My Bold Bonus Life: 13
A cool rainy Sunday in my extra life in Manhattan: a rousingly good church service, a three-hour brunch-with-live-jazz with good friends who’d driven up from Philadelphia, then an excellent late-afternoon play in a small theater with audience discussion with the playwright and composer afterwards. Then, of course, the long walk and the frozen dairy product, this time a roasted almond fro-yo in a sugar cone.
It has been decades since I was a regular church-goer: roughly since I moved in with my husband in our house out in the country 40 minutes from the church I used to attend.
Today’s service makes me want to go back. From the website: “Judson Memorial Church in Greenwich Village defines itself as ‘a church in the Christian tradition’ and ‘a sanctuary for progressive activism and artistic expression.'”
The congregation endorses and works for peace without asking everybody to hug the person to their right, which always annoys me. Here people introduced themselves to me afterwards without even being prompted, which I did like.
Wonderful lunch and conversation nearby at Cafe Loup with friends Anne and Al. Anne and I met 32 years ago at Berkeley when we’d both won NEH grants for nonfiction writers to spend a month there studying fiction. (That was another bonus life I lived once. In fact, this is probably my third extra life.) Food report: eggs Benedict — very good — and chardonnay.
The 4:30 play was Dear Harvey, about San Francisco gay politician and human rights advocate Harvey Milk, who, with the city’s mayor, was assassinated by a fellow city council member.

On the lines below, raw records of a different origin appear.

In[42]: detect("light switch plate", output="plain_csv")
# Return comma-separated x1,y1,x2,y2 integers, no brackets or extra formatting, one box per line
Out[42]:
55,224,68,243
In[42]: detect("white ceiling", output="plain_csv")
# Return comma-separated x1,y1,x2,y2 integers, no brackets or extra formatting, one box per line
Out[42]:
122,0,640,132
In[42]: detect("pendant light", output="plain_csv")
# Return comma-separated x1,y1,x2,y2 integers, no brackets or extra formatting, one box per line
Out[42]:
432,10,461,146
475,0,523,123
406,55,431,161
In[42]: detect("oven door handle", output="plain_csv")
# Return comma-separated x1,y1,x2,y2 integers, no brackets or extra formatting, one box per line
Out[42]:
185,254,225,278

This was part of the ongoing Fringe NYC festival.
I almost gave up on this festival because I didn’t like the first play I saw. Glad I changed my mind. This one was the perfect bookend to the morning’s church service. Heart-stirring and inspiring to action. Milk showed that if one person takes a stand and sticks by it, he/she can accomplish remarkable things.
Or, as Cleve Jones, the creator of the AIDS quilt, says in the play: “You can be this totally ordinary person with this really fucked up life but if you have courage and speak the truth and are willing to stick it out, it’s amazing what you can do.”